“Now, you are 26, get married otherwise you will end up alone for the whole life,” was the remark she used to hear every time, at every family occasion. Her parents wanted her to “settle down” so that they can also be “free from her responsibility”; but she was happy in her life and lives each minute as a day. Relatives used to say her, “siyani banja baad mei to zimeedaria ajyengy.” This is something she always questioned, but she was made to stay quiet by being told off by saying “you don’t know anything.” She often wondered what it is that she does not know, and only after marriage she would understand. She was a free bird, who woke up by 10:00 a.m and slept at 3:00 a.m. Roaming around with friends, eating chaat and gol gappas, watching movies, studying in libraries was her routine; shopping was something she used to spend her whole salary on. There were no timings, she left whenever the plan was made for the outing and returned home happily, singing songs.
Soon, she got married and then a new life began. This life was quite different from what she used to live. Now she woke up at 5:00 a.m because she had to prepare breakfast and do all the possible household chores before leaving for office. She cooked all the best possible dishes that her husband loved even if she didn’t like doing so. As far as dresses are concerned, whether she wore saris or suits and that she couldn’t wear short clothes was decided by her husband. On top of this, she now has to give sexual services to the husband as per his wishes, even if she is not in the mood for it and also had to indulge in unprotected sex if he wanted and she had to take medical precautions herself, even if it wasn’t right for her body. Now, she has timings, she has to first seek permission then make a plan; she is only in touch with her friends on Facebook or WhatsApp, but can now no longer write anything she feels like because of her husband checked it. She still went for movies and chaat but with her husband only on a special occasion; it wasn’t an everyday event. Now, she smiles but not so often and her relatives say “smajhdar hogye hai”. Now she completely understood what she was not able to understand earlier. She now understood that she has to carry the “zimmedariyan” of life and not live as she was once upon a time.
The whole life of a woman changes once she enters the ‘patriarchal cage of marriage’. The freedom with which she used to live before her wedding becomes a dream. Marriage is taken as a social norm in society – you have to do it, without this you will not be acceptable in society. Whether you wanted to or not, it is something you have to do, even if for formality for achieving the tag that yes you are “family person” and not afraid of responsibilities. A marriage could be seen as the relation where you get the ‘life partner’, the one who you will be with and will be for you at all times, one who will support you, nurture you, hold you when you will fall and stand by you even when everyone turns against you. Life partner will be a person who will share “life” with you until death separates. It could be a beautiful relation, ideally; but in reality, things turn out very differently, maybe because the term marriage is being understood in a very different sense in the society.

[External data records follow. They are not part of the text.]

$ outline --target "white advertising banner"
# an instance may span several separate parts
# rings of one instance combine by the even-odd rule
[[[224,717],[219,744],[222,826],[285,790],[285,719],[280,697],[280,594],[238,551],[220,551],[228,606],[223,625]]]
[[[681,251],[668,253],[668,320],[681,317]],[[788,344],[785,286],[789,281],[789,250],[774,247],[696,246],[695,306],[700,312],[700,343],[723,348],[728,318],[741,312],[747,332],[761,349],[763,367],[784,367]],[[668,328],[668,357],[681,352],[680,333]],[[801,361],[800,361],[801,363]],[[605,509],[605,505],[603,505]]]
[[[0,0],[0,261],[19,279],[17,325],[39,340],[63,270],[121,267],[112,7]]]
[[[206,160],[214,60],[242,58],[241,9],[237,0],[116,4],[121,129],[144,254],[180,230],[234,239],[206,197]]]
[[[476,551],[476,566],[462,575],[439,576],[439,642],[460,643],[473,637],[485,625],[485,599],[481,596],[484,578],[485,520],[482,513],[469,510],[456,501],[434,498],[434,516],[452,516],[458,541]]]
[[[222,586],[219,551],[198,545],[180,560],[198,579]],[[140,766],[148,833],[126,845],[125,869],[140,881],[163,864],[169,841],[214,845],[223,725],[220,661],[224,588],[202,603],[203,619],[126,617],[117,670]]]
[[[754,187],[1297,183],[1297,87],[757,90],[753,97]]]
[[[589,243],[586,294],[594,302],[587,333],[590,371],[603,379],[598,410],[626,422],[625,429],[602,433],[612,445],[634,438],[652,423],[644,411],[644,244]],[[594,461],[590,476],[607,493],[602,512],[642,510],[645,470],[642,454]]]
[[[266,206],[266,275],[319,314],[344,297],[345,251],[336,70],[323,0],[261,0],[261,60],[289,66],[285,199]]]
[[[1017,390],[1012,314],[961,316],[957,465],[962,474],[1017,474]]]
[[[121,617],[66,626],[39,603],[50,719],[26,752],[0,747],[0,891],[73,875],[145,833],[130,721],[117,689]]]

The societal expectations of what an ideal wife is supposed to be and what an ideal husband is supposed to do to convert a relationship which could be a beautiful one into a dominant and subordinate one, where the husband will dominate and rule over the wife and the wife will run her life as per the wishes and conveniences of the husband. The question is why can’t life partners live like partners, why do they have to go by patriarchal societal rules.